Have you fallen into the typical software vendor’s trap?

What you need to know when your DAM vendor promised that they can fulfil all the features you want.


DIW did not manage to secure a Digital Asset Management (DAM) project recently. The main reason is because we were given a low score for the part on Functional Requirements, while the other two vendors scored full marks. This came as a surprise to us because we have never been given such a low rating before when it comes to fulfilling customer's functional requirements.

After a phone call with the person-in-charge, we realised that it is because the other vendors promised to fulfil all the requirements by customising their locally developed self-proclaimed DAM software. In other words, the required functions are not available yet.
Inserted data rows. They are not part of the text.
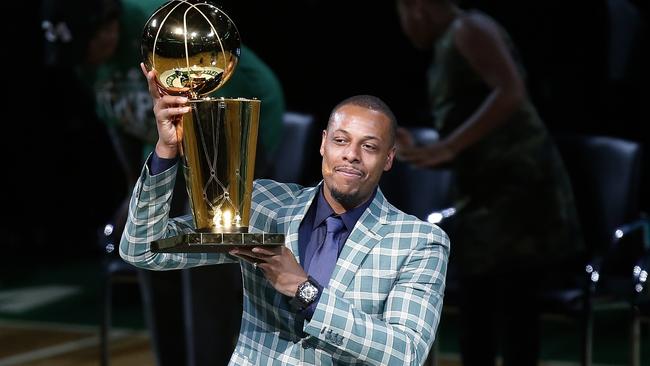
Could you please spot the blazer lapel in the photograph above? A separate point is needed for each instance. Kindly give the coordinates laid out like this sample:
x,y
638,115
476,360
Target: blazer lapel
x,y
296,213
365,235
Whereas for DIW, we did not recommend customisation just for a few special features and recommended workarounds using existing proven functions and workflows of a true DAM software.


This incident reminded me of the blog written by Picturepark's CEO about 2 years ago – Diving Head-first into a Suicide Sale.
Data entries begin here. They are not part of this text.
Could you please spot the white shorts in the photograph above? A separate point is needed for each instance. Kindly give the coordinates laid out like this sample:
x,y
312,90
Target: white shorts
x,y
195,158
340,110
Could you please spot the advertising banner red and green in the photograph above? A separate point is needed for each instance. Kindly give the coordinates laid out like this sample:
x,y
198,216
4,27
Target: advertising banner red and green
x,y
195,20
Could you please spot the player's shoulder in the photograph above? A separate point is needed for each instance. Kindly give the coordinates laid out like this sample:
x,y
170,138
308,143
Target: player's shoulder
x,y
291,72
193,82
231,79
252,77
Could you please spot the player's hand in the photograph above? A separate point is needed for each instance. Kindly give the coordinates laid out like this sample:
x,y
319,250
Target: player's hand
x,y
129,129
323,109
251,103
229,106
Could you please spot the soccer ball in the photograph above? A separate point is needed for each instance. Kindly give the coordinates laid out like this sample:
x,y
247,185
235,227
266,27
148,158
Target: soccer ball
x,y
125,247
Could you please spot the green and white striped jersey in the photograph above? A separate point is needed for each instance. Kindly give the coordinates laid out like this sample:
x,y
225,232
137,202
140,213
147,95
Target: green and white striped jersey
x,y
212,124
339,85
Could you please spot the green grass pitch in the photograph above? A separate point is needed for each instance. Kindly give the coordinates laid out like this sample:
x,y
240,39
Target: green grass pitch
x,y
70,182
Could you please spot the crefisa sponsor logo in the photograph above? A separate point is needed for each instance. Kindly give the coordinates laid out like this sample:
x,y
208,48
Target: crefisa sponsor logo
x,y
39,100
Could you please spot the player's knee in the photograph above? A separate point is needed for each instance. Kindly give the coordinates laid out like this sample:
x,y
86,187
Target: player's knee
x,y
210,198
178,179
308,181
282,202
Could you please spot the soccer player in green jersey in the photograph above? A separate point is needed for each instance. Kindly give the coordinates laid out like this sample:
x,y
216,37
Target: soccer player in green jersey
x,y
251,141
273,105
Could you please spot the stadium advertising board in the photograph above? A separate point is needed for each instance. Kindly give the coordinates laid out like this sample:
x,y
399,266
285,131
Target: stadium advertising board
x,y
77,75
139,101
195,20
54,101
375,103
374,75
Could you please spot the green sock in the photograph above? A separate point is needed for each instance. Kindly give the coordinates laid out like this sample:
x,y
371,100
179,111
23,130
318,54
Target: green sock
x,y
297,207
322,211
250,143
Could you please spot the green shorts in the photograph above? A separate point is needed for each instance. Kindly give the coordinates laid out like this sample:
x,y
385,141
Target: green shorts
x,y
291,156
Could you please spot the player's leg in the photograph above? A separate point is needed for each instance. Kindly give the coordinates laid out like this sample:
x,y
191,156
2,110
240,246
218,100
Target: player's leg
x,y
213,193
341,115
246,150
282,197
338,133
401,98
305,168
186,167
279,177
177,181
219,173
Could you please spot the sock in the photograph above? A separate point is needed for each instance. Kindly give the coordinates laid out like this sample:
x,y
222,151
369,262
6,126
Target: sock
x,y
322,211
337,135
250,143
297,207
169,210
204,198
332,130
"When we received their rejection letter, we saw that we had disqualified ourselves by once again offering the type of advice we would want someone to offer to us if we were entering into an enterprise-class software contract."

"I admit that for a fraction of time I questioned whether our principle to be “honest at all times” makes sense at these times too. Do some prospects just want to buy into the illusion that software will solve all of their problems? Do they buy into “everything is easy”, “everything is integrated” and “everything is automated”? If we know they won’t get everything they want from anyone else, is it still unethical to hide our limitations and sell just that illusion, knowing we can fix it on contract or implementation time?"


As a DAM consultant for more than 10 years, I deeply understand that using features and price to differentiate one vendor from another, and to determine the superiority of a system is just an easy way out. Features and price are not necessarily good benchmarks.

The best way to select a software system is to test it extensively. The devil is in the detail. Unfortunately, even if the prospects have the time to test the system extensively, there will still be two important determinants, which cannot be evaluated within a relatively short time.

  • The capability and performance of the system to handle large number (hundreds of thousands) of files and metadata
  • The quality of the vendor's support services.

The way to evaluate these two determinants is to talk to the vendor's existing customers, especially those who are known to have done extensive research and have migrated their digital assets from another software system.


We always emphasize, and our existing customers also unanimously conclude that "Digital Asset Management is more than just buying a software…," it is the experience and domain knowledge of the specialist who is going to implement the system for you that really matters. The specialist will be able to help you see beyond what you think you want now.

We prefer to market our services by educating, not by giving false illusion.